Der badische Aktenknoten - eine traditionelle Art der Aktenheftung - gehört der Vergangenheit an: Baden-Württemberg hat als erstes Bundesland in Deutschland flächendeckend die elektronische Akte in der Justiz einführt. Die kleinen Amtsgerichte von St. Blasien (Kreis Waldshut), Schönau (Kreis Lörrach) und Bad Säckingen (Kreis Waldshut) waren die letzten von 125 Gerichte im Land, wo die E-Akten installiert wurden. Alle Zivilverfahren werden damit nun digital bearbeitet. Ordnungswidrigkeiten und Strafverfahren sollen bis in zwei Jahren folgen. Sieben Jahre hat die Umstellung bislang gedauert.
Die lange Dauer der Umstellung erklärt die Pressesprecherin des Justizministeriums, Anna Härle, gegenüber dem SWR. Man habe nach und nach alle Justizangehörigen der 152 Gerichte im Land in Präsenzterminen im Umgang mit der E-Akte schulen müssen. Dies sei für die Akzeptanz der neuen Arbeitsweise hilfreich und erforderlich gewesen. Über eine gestaffelte Einführung sei sichergestellt worden, dass der Gerichtsbetrieb durch den Umstieg auf die elektronische Aktenführung so gering wie möglich beeinträchtigt wurde.
Die Justiz des Landes Baden-Württemberg habe sehr früh die Wichtigkeit der elektronischen Aktenführung erkannt und habe deshalb die Einführung der E-Akte mit großem Engagement gestartet, so Härle weiter. Selbst die Corona-Pandemie habe diesen Prozess nicht wesentlich eingeschränkt, zumal sich gerade in den Zeiten des umfassenden Lockdowns die E-Akte, mit der auch ein Arbeiten auf Distanz möglich war, als sehr gewinnbringend erwiesen habe. Womöglich habe es das Land deshalb vor allen anderen Bundesländern geschafft, die E-Akte flächendeckend einzuführen.
Ministerin: "Meilenstein bei der Digitalisierung der Justiz"

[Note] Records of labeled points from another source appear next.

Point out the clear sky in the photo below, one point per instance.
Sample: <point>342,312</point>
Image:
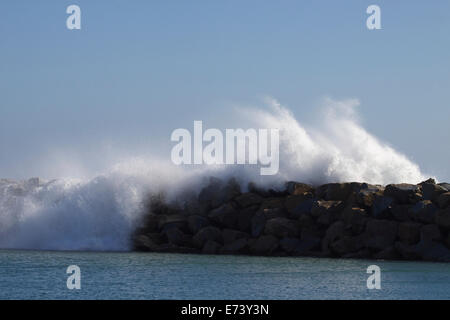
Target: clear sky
<point>138,69</point>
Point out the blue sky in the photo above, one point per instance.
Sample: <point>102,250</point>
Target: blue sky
<point>139,69</point>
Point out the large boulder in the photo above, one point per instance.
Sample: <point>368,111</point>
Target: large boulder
<point>177,237</point>
<point>238,246</point>
<point>389,253</point>
<point>258,224</point>
<point>145,242</point>
<point>295,246</point>
<point>432,191</point>
<point>229,235</point>
<point>433,251</point>
<point>380,234</point>
<point>327,212</point>
<point>365,196</point>
<point>150,222</point>
<point>443,218</point>
<point>430,232</point>
<point>205,234</point>
<point>225,216</point>
<point>425,250</point>
<point>355,219</point>
<point>381,207</point>
<point>404,193</point>
<point>409,232</point>
<point>272,203</point>
<point>282,227</point>
<point>264,245</point>
<point>211,247</point>
<point>401,212</point>
<point>217,192</point>
<point>346,245</point>
<point>408,252</point>
<point>196,222</point>
<point>337,191</point>
<point>297,188</point>
<point>299,204</point>
<point>334,232</point>
<point>423,211</point>
<point>248,199</point>
<point>178,221</point>
<point>244,220</point>
<point>444,200</point>
<point>445,185</point>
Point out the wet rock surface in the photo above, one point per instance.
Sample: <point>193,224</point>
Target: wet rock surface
<point>341,220</point>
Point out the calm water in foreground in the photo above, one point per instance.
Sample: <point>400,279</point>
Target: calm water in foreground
<point>42,275</point>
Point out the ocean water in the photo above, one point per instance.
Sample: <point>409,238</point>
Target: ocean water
<point>124,275</point>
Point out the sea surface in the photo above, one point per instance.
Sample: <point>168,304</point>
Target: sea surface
<point>125,275</point>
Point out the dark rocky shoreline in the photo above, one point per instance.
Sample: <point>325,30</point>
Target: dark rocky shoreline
<point>341,220</point>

Die baden-württembergische Justizministerin Marion Gentges (CDU) sprach zum Abschluss der landesweiten Einführung der Akte von einem Meilenstein in der Digitalisierung der baden-württembergischen Justiz. Baden-Württemberg sei damit bundesweit Spitzenreiter im Bereich der Digitalisierung. Bei der E-Akte gehe es darum, die Arbeit bei Gericht effizienter zu gestalten, damit sich die Richterinnen und Richter auf ihr Kerngeschäft konzentrieren können.
Komfortable Verfahrensbearbeitung am PC
Zudem sollen die Justizmitarbeitenden entlastet werden: So können bei der E-Akte jetzt mehrere Richter gleichzeitig an einer Akte arbeiten oder sie können auch im Homeoffice darauf zugreifen, was eine bessere Vereinbarkeit von Familie und Beruf mit sich bringe, so Gentges.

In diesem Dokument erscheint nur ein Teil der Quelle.